Griechenland ignoriert Gewalt gegen Ausländer
Nach einem Bericht der Menschenrechtsorganisation Human Rights Watch greifen in Griechenland Banden Immigranten an, ohne das dies von der Polizei und den Behörden geahndet wird.

Foto © ReutersImmigranten in Griechenland werden zunehmend Opfer von Gewalt
In Griechenland nimmt die Gewalt gegen Einwanderer nach einem Bericht der Menschenrechtsorganisation Human Rights Watch zu. Überall im Land griffen Banden Immigranten an, ohne dass dies von der Polizei und den Behörden geahndet würde, hieß es in einem am Dienstag vorgelegten Bericht der Organisation.
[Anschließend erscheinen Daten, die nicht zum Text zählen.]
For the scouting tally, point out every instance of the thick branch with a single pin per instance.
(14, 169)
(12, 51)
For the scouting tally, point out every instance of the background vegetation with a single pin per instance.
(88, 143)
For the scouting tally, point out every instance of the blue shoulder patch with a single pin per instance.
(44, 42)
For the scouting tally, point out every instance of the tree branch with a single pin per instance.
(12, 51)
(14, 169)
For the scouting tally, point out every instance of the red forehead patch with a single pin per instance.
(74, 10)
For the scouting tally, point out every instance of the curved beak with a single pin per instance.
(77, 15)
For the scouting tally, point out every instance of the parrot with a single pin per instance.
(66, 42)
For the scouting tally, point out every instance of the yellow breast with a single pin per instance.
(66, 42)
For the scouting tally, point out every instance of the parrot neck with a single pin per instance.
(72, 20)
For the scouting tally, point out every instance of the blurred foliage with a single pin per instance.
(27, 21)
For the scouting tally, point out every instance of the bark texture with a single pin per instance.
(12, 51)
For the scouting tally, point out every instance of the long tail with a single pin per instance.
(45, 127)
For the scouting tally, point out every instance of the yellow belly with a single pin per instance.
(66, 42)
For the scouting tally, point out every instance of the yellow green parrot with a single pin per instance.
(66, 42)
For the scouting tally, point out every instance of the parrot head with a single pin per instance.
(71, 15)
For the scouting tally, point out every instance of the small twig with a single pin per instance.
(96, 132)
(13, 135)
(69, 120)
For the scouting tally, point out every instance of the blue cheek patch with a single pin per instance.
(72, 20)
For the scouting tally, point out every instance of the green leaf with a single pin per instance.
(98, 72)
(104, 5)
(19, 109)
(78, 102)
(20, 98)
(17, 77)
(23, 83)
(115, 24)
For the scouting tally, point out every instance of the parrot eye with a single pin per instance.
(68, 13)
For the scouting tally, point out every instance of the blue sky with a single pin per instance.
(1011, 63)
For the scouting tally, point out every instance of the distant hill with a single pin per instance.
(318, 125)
Die Opfer würden oftmals von Beamten entmutigt, Strafanzeige zu stellen.
Feindlich gesinnte Umgebung
"Während Touristen willkommen sind, leben Migranten und Asylsuchende unter menschenverachtenden Bedingungen in einer feindlich gesinnten Umgebung und riskieren Armut sowie ausländerfeindliche Gewalt", kritisierten die Menschenrechtler.
Das genaue Ausmaß der fremdenfeindlich motivierten Gewalt in dem südeuropäischen Land ist dem Bericht zufolge nicht klar, da viele Opfer die Taten nicht anzeigten und staatliche Statistiken ungenau seien. Die Organisation habe 59 Menschen befragt, die angegriffen wurden oder einer Attacke nur knapp entkommen konnten. Die meisten Überfälle ereigneten nachts in Innenstädten. Meist attackiere eine Gruppe dunkel gekleideter Angreifer die Opfer mit Knüppeln, Bierflaschen oder Fäusten.
Griechenland leidet seit fünf Jahren an einer Rezession und an einer Rekord-Arbeitslosigkeit. Das Mittelmeerland gilt für manche Migranten aus Asien und Afrika als ein Einfallstor in die EU.